Impeachment was about satisfying the corporate media and Democratic base that had demanded it for years. And since removal was never a realistic outcome, it was about harming Trump in an election year.
By that standard, it could not have gone worse. Here are three ways that Pelosi’s gambit backfired bigly.
1. Donald Trump’s Numbers Went Up, Not Down
The latest Gallup poll of registered voters shows that Trump’s approval rating is the highest it’s been since his inauguration — 49 percent. That number went up from 39 percent in October, which was during the House’s impeachment process, such as it was.
During that same time, approval of the Democratic Party fell from 48 percent to 45 percent and approval of the Republican Party shot up from 43 percent to 51 percent. That’s the first time the GOP has had majority approval since 2005. The party also has a rare partisan-ID advantage.
Approval for Trump’s handling of the economy and the killing of terrorists have strong majorities as well. More than half of those polled favor his acquittal, economic confidence is the highest it’s been in decades, and national confidence is at a 15-year high. The Gallup poll matches other recent surveys showing Trump with high marks.
The entire point of impeachment was to push Trump’s numbers down. They went up. They went up despite media push polls trying to suggest, however implausibly, that a legitimate majority of Americans wanted Trump removed from office. Trump’s numbers went up despite overwhelmingly favorable coverage of the slipshod impeachment case.
This is a huge disaster for Democrats.
2. Joe Biden’s Candidacy Was Irreparably Harmed By Impeachment Facts
When the Russia collusion hoax imploded finally with the July 2019 testimony of Robert Mueller, the man ostensibly in charge of the special counsel probe into the matter, Democrats had to scramble for another reason to push impeachment. With the help of an anonymous whistleblower — reported to be a partisan ally of Joe Biden’s from his time as President Barack Obama’s point man over Ukraine — Democrats concocted an elaborate scheme to accuse President Trump of abuse of power related to Ukraine.

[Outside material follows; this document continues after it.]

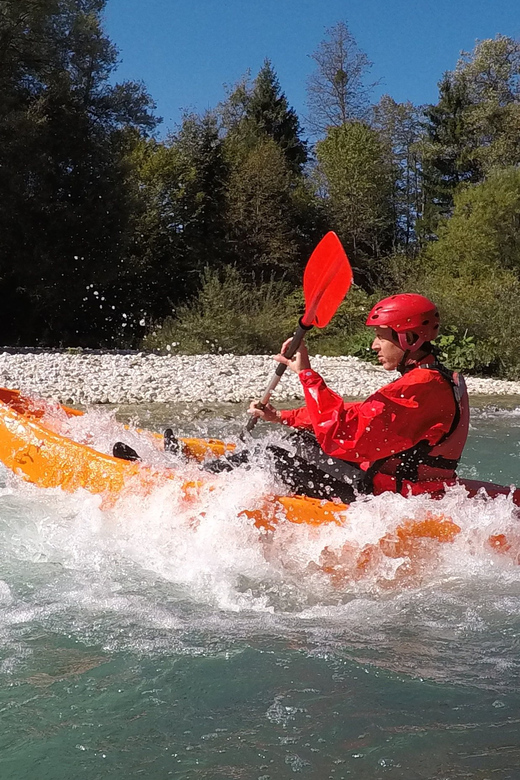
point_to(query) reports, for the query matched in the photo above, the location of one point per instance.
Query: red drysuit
(419, 407)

The original claim was that President Trump had committed a campaign finance violation for asking for assistance with a government investigation into Ukraine’s known 2016 election meddling and for Ukraine to look into corruption issues related to the family of former Vice President Joe Biden. His son Hunter Biden had received a lucrative $80,000-a-month gig to sit on the board of a reportedly corrupt energy concern. Biden had no relevant experience for the position apart from being the son of the man handling Ukraine policy for the Obama administration.

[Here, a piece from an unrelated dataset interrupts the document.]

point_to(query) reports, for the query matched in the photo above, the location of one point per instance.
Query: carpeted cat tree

Democrats alleged that the concerns President Trump expressed amounted to 2020 election interference requiring immediate removal from office. But no one ever offered a non-corrupt explanation for the Biden family’s lucrative entanglement in Ukraine, making the argument much more difficult.
Joe Biden just underperformed in the Iowa caucuses. He is a two-time vice president who had the entire Democratic Party establishment behind him. Because of Speaker of the House Nancy Pelosi’s antics in delaying the delivery of the articles of impeachment to the Senate, he had more or less free run over the state for the last two weeks while serious opponents Bernie Sanders, Elizabeth Warren, and Amy Klobuchar were forced to remain in Washington for the impeachment trial.

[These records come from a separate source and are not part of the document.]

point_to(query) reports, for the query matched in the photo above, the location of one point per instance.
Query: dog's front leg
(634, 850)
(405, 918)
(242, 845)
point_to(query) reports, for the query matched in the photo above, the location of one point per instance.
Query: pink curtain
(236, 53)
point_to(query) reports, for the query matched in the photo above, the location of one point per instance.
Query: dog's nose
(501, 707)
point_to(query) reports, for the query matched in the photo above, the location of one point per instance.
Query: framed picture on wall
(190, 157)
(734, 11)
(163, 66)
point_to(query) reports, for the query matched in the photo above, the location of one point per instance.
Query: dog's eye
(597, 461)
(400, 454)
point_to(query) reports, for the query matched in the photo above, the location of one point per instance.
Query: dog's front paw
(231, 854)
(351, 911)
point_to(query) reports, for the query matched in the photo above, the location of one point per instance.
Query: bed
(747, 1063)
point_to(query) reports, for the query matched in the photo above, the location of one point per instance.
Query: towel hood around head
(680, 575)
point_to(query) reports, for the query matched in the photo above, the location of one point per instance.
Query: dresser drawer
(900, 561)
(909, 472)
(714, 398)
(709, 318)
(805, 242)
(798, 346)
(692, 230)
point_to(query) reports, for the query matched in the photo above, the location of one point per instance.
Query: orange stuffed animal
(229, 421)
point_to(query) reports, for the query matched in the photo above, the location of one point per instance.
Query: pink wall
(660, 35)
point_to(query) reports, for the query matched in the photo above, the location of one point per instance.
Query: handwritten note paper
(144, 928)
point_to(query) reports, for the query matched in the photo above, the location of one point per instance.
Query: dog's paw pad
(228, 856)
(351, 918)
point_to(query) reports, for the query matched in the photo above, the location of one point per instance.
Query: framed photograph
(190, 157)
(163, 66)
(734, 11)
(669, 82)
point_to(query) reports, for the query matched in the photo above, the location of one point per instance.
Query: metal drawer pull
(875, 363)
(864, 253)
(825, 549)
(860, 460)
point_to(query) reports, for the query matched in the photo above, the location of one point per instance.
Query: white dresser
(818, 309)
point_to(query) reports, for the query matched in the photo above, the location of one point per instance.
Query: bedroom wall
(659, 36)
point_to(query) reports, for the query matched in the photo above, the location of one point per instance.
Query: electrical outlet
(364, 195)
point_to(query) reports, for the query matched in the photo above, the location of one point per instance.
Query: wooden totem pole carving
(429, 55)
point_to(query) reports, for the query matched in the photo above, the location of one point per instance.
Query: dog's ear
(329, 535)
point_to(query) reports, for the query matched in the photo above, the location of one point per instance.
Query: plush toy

Yet reports indicate Biden underperformed, perhaps even getting boat-raced by a Communist-country-loving Democratic socialist, a Pretendian, and a child mayor. New York Times podcaster Michael Barbaro reported of an instance where the unanswered facts about Hunter Biden hurt his father’s performance:
The Biden supporter pushes back by asking if the Yang supporter has fact-checked that statement, which she says she has. But fairly or not, it suggests that the Ukraine stuff may have dented Biden’s primary appeal of clear electability.
— Lachlan Markay (@lachlan) February 4, 2020
Of course, a fact check would have meant the Yang supporter underestimated the level of remuneration by nearly $1 million a year, but the anecdote does suggest that the entire impeachment effort only highlighted a corruption that would never have been mentioned by corporate media otherwise.
It is worth remembering that the only reason we even know that President Trump discussed these matters is because of a leak to Politico — presumably by people close to impeachment manager Rep. Adam Schiff — in late August. Otherwise, Biden would not have been tarnished by these claims that the media had graciously left underreported prior to the impeachment gambit.
2020 election interference, indeed!
3. Republicans Were Accidentally Forced Into Their Position of Maximal Strength
Republicans perform best when they are unified, but it’s surprisingly difficult to get them there. During the 2016 election, for example, many Republican leaders succumbed to peer pressure and media pressure to denounce Trump. Those who did faced electoral consequences, even if they received restrained praise from the media.
In the early days of the Trump administration, Republican senators were some of Trump’s biggest opponents. Many privately discussed with reporters their willingness and even eagerness to vote to remove him from office at the end of the Russia investigation. Instead of investigating the false and dangerous Russia collusion theory, most Republican senators sat quietly or supported the limitless investigation into him and his associates.
Only the utter failure of that probe to find any collusion with Russia protected Trump from intra-party revolt.
But when Democrats’ impeachment effort failed to meet even basic standards of fairness or seriousness, Republican senators, even those who loathe Trump, could not justify a vote to remove him. Their voters would have never tolerated it even if they had wanted to. The case was so weak and so shoddy that voting to acquit was far and away the easiest choice to make.
As with the anti-Kavanaugh smear operation, things turned in Republicans’ favor and against Democrats, and the media only when they showed unity in the face of the coordinated campaign.
The unfairness of that operation also made Republican senators wake up to the need to fight back and fight hard. Voters now demand a strength in their senators that they were previously able to avoid showing. This is the position of maximum strength for Republicans, and was only made possible by how poor the Democratic operation was.